Türkiye’nin hiçbir yerinde benzer bir şey duyamazsınız. Üstelik, “Ermeni atalar bulma ümidiyle” köklerini araştıracağını da ekledi. Biz ise Ermeniler bulduk, hem de öyle bir bollukta ki, şayet ben görmeden önce biri tüm bunları bana anlatmış olsaydı abartma olarak kabul ederdim. Her taraftan Ermeni “fışkırmakta” veya Ermeniler hakkında anlatılanları duymaktaydık. Köy olsun, orman olsun, bağ olsun, hemen hiçbir yer yoktu ki Dersimliler, oranın Ermenilerin olduğunu, Ermenilerin inşa etmiş olduğunu veya Ermenilerin dikmiş olduğunu söylemesin. Hemen tüm ağaçlar (meyve ağaçları) bize “Ermenilerin diktiği ağaç” olarak gösteriliyor, ağaçların genç olduğu durumda da bunlar “Ermeni kültürünün devamı” olarak sunuluyordu. Tüm bunlar bizim için son derece hüzünlüydü. Vefasız olmayan insanları görmek sevinçli bir hüzün bahşetmekteydi. Dahası, Ermeni olmak, boynunda haç asılı olara sokaklarda gezmek bir onurdu burada. Ermeni olduğumuzu duyunca, insanlar büyük bir ilgi ve sevgiyle yaklaşıyorlardı. “Yüzyıllarca kardeş gibi yaşadık” deyimi Türkiye’de son yıllarda bir slogana dönüşmüş gibi, lakin bu sloganı hemen bir “fakat” takip edip, yabancı devletlerin kandırması ve Ermenilerin ihanetiyle ilgili az veya çok suçlamalı tonlamalarla “resmi tarih” kalıpları sunulmaktadır. Türkiye’de artık slogana dönüşmüş olan bu sözler, burada başka türlü çınlamakta, öncelikle, büyük bir samimiyetle kardeşlikten söz edilmekte ve Ermenilerin ihaneti yerine, Ermenileri nasıl kurtardıklarına dair hikâyelerle son bulmaktaydı. Biz ise bunun gerçekliğini iyi bilmekteyiz. Ermeni kökenlerinden bahsedenler çoktu, hatta kendilerinin safkan Zaza olduğunu, yani Ermeni köklere sahip olmadıklarını belirtenler hayli azdı diyebiliriz.

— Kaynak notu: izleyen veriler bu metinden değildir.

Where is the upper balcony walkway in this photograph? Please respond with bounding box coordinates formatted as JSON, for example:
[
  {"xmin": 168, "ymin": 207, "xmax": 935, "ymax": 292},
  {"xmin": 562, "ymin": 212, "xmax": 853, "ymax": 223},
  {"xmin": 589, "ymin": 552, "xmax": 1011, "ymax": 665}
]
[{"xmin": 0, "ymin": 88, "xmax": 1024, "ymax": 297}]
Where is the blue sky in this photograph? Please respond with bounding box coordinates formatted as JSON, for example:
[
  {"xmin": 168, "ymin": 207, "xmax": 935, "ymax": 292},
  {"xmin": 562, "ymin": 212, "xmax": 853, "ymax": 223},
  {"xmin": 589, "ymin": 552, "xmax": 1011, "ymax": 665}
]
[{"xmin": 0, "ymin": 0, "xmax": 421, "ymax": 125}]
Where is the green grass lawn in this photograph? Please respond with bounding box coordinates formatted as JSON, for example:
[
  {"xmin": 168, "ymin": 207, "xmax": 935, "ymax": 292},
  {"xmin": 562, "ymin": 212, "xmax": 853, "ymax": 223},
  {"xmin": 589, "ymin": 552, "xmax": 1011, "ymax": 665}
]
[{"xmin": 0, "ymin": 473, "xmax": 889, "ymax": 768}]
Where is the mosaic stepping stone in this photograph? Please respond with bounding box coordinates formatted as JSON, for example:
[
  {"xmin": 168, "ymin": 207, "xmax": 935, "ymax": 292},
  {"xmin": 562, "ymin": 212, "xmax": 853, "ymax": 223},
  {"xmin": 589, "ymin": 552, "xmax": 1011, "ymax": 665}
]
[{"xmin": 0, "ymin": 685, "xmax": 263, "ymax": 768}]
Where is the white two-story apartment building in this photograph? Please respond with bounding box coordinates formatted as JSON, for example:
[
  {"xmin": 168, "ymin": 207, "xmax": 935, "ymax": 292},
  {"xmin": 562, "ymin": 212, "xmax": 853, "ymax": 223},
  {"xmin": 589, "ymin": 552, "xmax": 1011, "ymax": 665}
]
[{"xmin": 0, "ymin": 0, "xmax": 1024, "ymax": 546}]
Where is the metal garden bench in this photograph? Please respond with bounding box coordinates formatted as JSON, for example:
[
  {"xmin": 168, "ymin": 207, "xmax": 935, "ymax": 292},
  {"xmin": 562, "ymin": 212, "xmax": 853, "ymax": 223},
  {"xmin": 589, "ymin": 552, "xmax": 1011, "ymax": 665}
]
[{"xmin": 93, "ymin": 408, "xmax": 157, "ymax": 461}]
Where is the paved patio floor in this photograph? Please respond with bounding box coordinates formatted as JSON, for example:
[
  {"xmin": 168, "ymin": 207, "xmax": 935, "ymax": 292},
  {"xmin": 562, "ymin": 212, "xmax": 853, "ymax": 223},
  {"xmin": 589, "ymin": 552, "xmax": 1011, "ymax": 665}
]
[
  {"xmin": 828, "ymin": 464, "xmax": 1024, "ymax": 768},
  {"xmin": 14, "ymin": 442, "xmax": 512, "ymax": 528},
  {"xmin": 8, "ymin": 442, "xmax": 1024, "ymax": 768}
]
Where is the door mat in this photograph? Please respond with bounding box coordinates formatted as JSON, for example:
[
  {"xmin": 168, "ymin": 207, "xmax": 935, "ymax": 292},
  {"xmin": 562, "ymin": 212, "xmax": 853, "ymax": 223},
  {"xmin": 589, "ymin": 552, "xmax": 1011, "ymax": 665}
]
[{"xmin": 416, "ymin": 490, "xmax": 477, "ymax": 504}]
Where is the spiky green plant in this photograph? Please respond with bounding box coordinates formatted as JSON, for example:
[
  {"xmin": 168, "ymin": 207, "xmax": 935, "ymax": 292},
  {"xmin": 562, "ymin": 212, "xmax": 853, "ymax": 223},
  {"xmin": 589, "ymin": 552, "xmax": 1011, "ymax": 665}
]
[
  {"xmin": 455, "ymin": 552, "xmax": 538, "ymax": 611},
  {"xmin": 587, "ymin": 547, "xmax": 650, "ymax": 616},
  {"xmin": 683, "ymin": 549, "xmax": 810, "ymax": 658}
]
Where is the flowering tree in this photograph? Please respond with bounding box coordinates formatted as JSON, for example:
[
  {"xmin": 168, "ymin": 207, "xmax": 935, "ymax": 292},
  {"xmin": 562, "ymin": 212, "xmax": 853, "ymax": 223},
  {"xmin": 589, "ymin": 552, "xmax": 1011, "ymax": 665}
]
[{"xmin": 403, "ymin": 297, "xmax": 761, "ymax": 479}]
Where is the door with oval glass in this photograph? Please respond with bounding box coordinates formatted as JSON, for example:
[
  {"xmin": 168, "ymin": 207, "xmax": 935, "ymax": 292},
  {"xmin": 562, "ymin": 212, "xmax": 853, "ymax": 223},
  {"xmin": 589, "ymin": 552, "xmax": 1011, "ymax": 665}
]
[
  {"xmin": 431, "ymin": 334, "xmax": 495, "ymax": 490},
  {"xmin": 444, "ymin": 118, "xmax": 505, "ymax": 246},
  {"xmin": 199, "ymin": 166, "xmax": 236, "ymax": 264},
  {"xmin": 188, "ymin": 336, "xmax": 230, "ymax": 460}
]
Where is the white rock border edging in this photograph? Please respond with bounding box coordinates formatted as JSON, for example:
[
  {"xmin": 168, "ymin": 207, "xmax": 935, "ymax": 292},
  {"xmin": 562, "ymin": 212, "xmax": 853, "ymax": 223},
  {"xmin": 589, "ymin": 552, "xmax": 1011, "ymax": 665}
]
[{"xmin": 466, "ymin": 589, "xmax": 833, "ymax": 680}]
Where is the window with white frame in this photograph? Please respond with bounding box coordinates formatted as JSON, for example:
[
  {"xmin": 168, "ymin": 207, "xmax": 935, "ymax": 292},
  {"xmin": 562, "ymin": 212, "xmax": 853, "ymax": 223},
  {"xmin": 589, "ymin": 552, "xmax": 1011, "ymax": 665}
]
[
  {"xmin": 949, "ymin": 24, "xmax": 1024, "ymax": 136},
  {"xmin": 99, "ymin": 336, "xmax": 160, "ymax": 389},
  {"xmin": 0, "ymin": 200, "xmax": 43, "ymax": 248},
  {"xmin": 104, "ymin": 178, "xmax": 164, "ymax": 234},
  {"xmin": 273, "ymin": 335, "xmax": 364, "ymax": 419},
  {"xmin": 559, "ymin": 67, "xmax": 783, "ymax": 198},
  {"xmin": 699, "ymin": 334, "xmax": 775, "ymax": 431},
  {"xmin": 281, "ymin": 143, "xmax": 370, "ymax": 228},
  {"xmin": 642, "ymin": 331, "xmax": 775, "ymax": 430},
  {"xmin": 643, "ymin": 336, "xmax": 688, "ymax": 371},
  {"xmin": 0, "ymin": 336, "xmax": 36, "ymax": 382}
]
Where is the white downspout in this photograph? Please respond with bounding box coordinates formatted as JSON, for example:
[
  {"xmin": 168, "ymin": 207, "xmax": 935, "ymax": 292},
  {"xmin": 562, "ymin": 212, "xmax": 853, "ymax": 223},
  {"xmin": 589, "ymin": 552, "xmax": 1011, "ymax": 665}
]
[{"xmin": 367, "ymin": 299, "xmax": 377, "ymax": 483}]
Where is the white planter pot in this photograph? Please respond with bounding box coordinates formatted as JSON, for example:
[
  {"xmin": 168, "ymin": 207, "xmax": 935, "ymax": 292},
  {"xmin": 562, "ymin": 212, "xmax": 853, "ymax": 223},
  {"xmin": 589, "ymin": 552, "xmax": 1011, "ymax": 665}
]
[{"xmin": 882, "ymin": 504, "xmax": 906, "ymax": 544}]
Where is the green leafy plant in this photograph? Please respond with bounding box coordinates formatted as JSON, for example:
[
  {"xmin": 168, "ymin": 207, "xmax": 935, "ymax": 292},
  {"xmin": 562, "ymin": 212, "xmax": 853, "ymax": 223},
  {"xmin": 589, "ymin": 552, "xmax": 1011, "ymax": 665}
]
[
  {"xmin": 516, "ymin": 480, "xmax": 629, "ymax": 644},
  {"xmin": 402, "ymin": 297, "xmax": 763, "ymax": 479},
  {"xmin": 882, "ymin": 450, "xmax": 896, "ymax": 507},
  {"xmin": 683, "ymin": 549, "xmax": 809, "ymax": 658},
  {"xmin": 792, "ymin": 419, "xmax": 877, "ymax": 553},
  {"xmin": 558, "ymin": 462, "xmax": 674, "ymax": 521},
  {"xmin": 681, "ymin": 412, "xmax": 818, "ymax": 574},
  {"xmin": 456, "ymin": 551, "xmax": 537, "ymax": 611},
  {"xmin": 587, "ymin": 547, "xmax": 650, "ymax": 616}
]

Maalesef, çok az sayıda saf Ermeni bulduk. On yıllar boyunca Ermeniler sadece dillerini kaybedip Zazaca, Kurmançice ve Türkçe konuşmakla kalmayıp, dinlerini de kaybedip Aleviliği kabul ederek Zazalarla evlenip karışmışlar. Sebebi ise büyük bir ihtimalle evlenmek amacıyla kendi aralarında eş bulamamaktı. Alevilerin genellikle, Zaza Alevilerin ise özellikle Ermenilerle akraba gibi olmaları ve onlara karşı sevgi ve saygı duymuş olduklarını da göz ardı etmemek gerekir. Bunu biz de 6 gün boyunca hissettik.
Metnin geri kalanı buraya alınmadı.